By the latter half of the 19th century playing and watching ‘football' was becoming increasingly popular as a recreational pursuit but there were many different versions of the game being played. Therefore in 1863 an attempt was made to formalise the rules of the game by a new organisation based in London calling itself the ‘Football Association'. The rules of ‘Association Football' did not allow players to handle or run with the ball and drew a very clear distinction from those that preferred to play rugby football where the use of the hands was still permitted. By 1871 the Rugby Football Union had been formed and had formalised its own rules though, use of the hands apart, the differences between the 2 sports were nowhere near as pronounced as they are today. Both games were called football it just depended on whether you played the game according to 'association rules' or 'rugby rules'.
In Burnley at this time the first organised clubs had decided to play the game according to the rugby rules. It is known that a club called Burnley Rovers played the game in the vicinity of Turf Moor in the 1870's before amalgamating with another club playing at Calder Vale. That organisation disbanded but by 1880 another club calling itself Burnley Rovers and still playing the rugby rules had been formed at the Calder Vale site. It was this relatively small organisation that held a meeting at the Bull Hotel on that fateful evening.
The meeting was reported deep into the following Saturday's edition of the Burnley Express sandwiched between a Court report on a group of 15 weavers trying (unsuccessfully) to sue a mill owner for the recovery of wages they said they were owed and coverage of the Wesleyan Temperance Missions.
It was headlined ‘BURNLEY ROVERS FOOTBALL CLUB' and covered no more than 6 column inches. The report started as follows:
‘A special meeting of this club was held on Thursday evening (18th May 1882) at the Bull Hotel where there was a moderate attendance. The meeting was presided over by Mr. A Birley – The Secretary. Mr G.C. Waddington read the report showing that the club, although so young, now consisted of 90 members.'
Mr A. Baron submitted the balance sheet, which read as follows:
Income £48 12s 6d
Expenditure £56 0s 3d
Loss £8 0s 3d
Mr Baron thought that they had done very well considering ‘the damage they had sustained when the tent had blown away and the bridge was washed away.' Messrs Kilby and Watson should think themselves lucky that they don't have to deal with such disasters especially when one considers that the £15 it required to put right the damage turned a profit into a loss.
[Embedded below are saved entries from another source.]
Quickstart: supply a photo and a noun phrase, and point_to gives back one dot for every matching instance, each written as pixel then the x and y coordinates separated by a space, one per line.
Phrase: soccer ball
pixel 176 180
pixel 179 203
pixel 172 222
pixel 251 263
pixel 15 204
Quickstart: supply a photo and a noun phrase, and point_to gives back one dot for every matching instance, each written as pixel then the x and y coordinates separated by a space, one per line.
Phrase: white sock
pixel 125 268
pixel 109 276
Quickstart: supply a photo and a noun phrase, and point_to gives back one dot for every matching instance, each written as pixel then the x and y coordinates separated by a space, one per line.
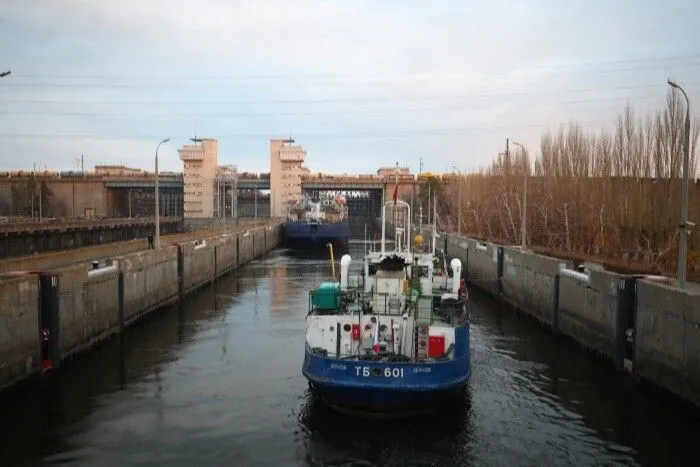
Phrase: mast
pixel 434 222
The significant thing to note is that even in those very early days when football was being discussed, the subject of money took a higher place on the agenda than matters on the pitch.
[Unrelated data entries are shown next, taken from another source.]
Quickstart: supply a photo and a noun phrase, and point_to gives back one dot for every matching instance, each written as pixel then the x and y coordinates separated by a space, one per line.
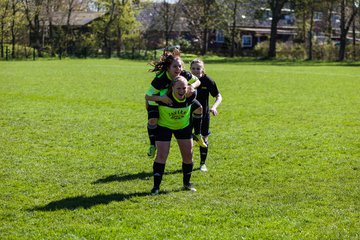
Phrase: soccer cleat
pixel 203 167
pixel 155 191
pixel 189 187
pixel 198 138
pixel 152 151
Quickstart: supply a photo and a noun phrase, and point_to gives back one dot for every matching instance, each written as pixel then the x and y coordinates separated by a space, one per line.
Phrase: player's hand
pixel 165 99
pixel 214 111
pixel 190 90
In fact buried in the middle of the report came this: ‘Mr Bradshaw moved that the recommendation of the committee that the club in future play under association rules be adopted. Mr Barratt seconded the motion which was carried.' Just one simple sentence that announced to the world that a club carrying the name of the town would play ‘Association Football' but that was enough to mark the very birth of Burnley Football Club.
One presumes that had the vote been unanimous then the report would have said so and it seems that the change might not have been popular with everyone but the deed was done.
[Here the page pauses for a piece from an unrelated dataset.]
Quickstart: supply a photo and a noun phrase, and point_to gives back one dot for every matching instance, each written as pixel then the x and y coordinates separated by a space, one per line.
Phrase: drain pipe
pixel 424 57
Although he is not mentioned it is known that Arthur's younger brother Charles also attended the meeting (he joined the committee soon after) and it was he who was probably more responsible than anyone for the early administration and consolidation of the club. It was a measure if the ability of Charles in these matters that he would go on to become the President of the Football League.
With the club formed and playing to the right set of rules the detail was worked out in the following 12 months. Over the summer of 1882 the ‘Rovers' tag was dropped and the first proper matches were arranged. In the spring of 1883 the club was invited to take over premises next to the Cricket Club at Turf Moor and matches were played in front of crowds often numbering several thousands.
When one thinks of Burnley Football Club it is easy to concentrate on the modern game and think of who has achieved what for the club in the last, 5, 10, 20, or maybe 40 years but one thing is for certain and that is that those present at the very founding of the club should not be forgotten.